Actualité
Appels à contributions
Michelet et la démocratie naturelle (Paris Diderot)

Michelet et la démocratie naturelle (Paris Diderot)

Publié le par Université de Lausanne (Source : Elisabeth Plas)

Michelet et la démocratie naturelle

L’Oiseau, L’Insecte, La Mer et La Montagne

Journée d’études organisée par Paule Petitier et Elisabeth Plas

Université Paris Diderot

22 juin 2018

 

PRESENTATION

L’été dernier, s’est tenue à la Maison de la Recherche de Paris 3 une première journée d’études consacrée à La Mer de Michelet.
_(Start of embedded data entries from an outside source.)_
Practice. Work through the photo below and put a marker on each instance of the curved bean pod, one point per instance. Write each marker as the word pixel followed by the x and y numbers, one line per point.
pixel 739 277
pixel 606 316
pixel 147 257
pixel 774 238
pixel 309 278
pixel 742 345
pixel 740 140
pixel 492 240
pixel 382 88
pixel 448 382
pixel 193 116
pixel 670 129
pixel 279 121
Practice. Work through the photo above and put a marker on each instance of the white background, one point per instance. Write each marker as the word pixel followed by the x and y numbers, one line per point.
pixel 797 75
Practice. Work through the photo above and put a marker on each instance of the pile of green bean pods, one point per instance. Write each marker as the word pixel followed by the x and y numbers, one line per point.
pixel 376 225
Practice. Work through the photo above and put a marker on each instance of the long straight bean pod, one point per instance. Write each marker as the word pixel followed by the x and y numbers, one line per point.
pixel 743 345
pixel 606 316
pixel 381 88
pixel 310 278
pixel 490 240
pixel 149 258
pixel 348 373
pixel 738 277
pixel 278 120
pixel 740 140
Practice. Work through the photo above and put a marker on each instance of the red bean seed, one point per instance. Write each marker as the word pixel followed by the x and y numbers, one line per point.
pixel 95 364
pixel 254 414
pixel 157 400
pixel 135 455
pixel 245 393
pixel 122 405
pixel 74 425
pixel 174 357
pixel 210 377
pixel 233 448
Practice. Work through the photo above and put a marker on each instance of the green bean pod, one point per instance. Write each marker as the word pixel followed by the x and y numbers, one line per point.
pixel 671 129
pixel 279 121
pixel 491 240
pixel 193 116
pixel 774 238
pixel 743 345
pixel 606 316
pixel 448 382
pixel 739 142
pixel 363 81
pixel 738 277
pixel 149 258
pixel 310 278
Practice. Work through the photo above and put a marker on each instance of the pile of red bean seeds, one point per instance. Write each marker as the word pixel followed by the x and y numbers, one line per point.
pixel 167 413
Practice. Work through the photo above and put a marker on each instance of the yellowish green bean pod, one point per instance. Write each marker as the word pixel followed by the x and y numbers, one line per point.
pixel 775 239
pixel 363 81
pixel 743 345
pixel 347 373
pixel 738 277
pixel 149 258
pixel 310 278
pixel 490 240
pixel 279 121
Publié en 1861, ce grand chant lyrique et épique est le plus célèbre des quatre ouvrages qui composent la « série » des « petits livres» (1) d’histoire naturelle, inaugurée par Michelet en 1856 avec L’Oiseau, suivi de L’Insecte en 1857 et s’achevant avec La Montagne en 1868.

Dans le prolongement de ce premier événement, la journée du 22 juin considérera l’ensemble du cycle naturaliste, interrogeant le geste de l’historien qui, tout au long du Second Empire, après avoir étudié les mouvements et les rythmes des sociétés humaines, se tourne vers les animaux, les plantes, les glaciers et les lacs pour fonder ou pour découvrir, au contact d’autres vies et d’autres organisations, une démocratie naturelle.

Les bouleversements politiques de l’ère contemporaine enclenchent chez « l’homme histoire » (2) une évolution intime, à laquelle ceux qu’il appelle dans Le Peuple les « simples par excellence » (3) semblent prendre part. Sa nouvelle vie d’exilé de l’intérieur engendre une nouvelle œuvre, et des essais destinés à un large public bourgeonnent en marge de la grande œuvre historique, cherchant dans la nature, l’amour ou la femme autant de « renaissances » physiques, morales et politiques.

Si l’histoire naturelle représente d’abord, selon l’expression de Michelet lui-même dans l’Introduction de L’Oiseau, un « alibi au monde humain » (4), elle en est aussi le contre-point, sinon le prolongement ou le dépassement. En 1831, dans l’ouverture de l’Introduction à l’histoire universelle, Michelet concevait les rapports entre histoire et nature selon un modèle conflictuel, comme une lutte irréductible. Une vingtaine d’années plus tard, l’écriture de l’histoire naturelle est devenue complémentaire du récit de l’histoire humaine.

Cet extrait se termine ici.